Emotional hardcore offers up catharsis in a variety of forms. Some bands express feelings and atmosphere through rough, throat-tearing screams and blast beats, while others stick with melodic guitars and earnest, to-the-point lyrics. For Your Health, a promising new quartet from Columbus, OH, bursts out of the woodwork with guns blazing on both of those fronts. The short-and-sweet (well, depends on your definition of ‘sweet’) Nosebleeds 7″ is their first studio release, and sees the band cutting their teeth across the gamut of screamo music. The seven tracks, the longest of which barely reaches two and a half minutes, garner their powerful, almost overwhelming emotional weight from moments of both twinkly beauty and eviscerating stretches of violent, percussive freakouts. The quite straightforwardly-titled “FUCK ICE” emerges from a well-placed sample into an accelerating cacophony that drips with delirious anger, and is the peak of the furious whirlwind that’s conjured by the first five tracks, before the wistful singalong of “Second Aid Kit” and patient repetition of “Exit Flesh” bring it all to a satisfying conclusion. Every time I finish this thing I find myself bewildered by how little time has actually passed since I put it on, because in just eleven minutes these guys put you through a gauntlet that feels a whole hell of a lot longer (in a good way, of course).

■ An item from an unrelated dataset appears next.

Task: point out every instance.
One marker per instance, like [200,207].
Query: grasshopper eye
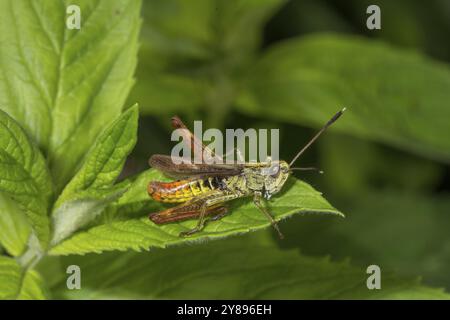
[274,171]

Physical copies of Nosebleeds on 7″ vinyl and cassettes will be available here in March.
With Rituals for Magnetic Tape Vol. 1, Oakland-based sound artist Fletcher Pratt evokes the spectral compositions of early tape music pioneers such as Xenakis and Ferrari, with a distinctly modern element of improvisational fluidity. “Ritual 1,” the sole track on the tape, adopts an approach faithful to the original principle of musique concrète—that is, everyday sounds and noises are transformed into something new and unrecognizable. Pratt’s skillful spindle work largely obscures his (probably) wide range of sound sources, molding and melding raw recordings to produce ghostly drones, synthetic pulses, and virtuosic blasts of frenetic blips. There isn’t a single part of “Ritual 1” that sounds anything close to organic, but it is far from feeling detached or sterile. Pratt manipulates his auditory arsenal like an urgent sculptor, raising abstract yet physical constructions from suspenseful silence. It really does sound like a ritual of some sort (though not one that I’ve ever seen); most of the elements are quite percussive, and the way each is sequenced or combined with the others is where the piece draws its mysterious energy. Rituals for Magnetic Tape Vol. 1 is both a breath of fresh air and a reminder of everything great about the early stages of these widely used techniques. I really hope that this tape being subtitled “volume 1” is an indicator that there will be many more installments.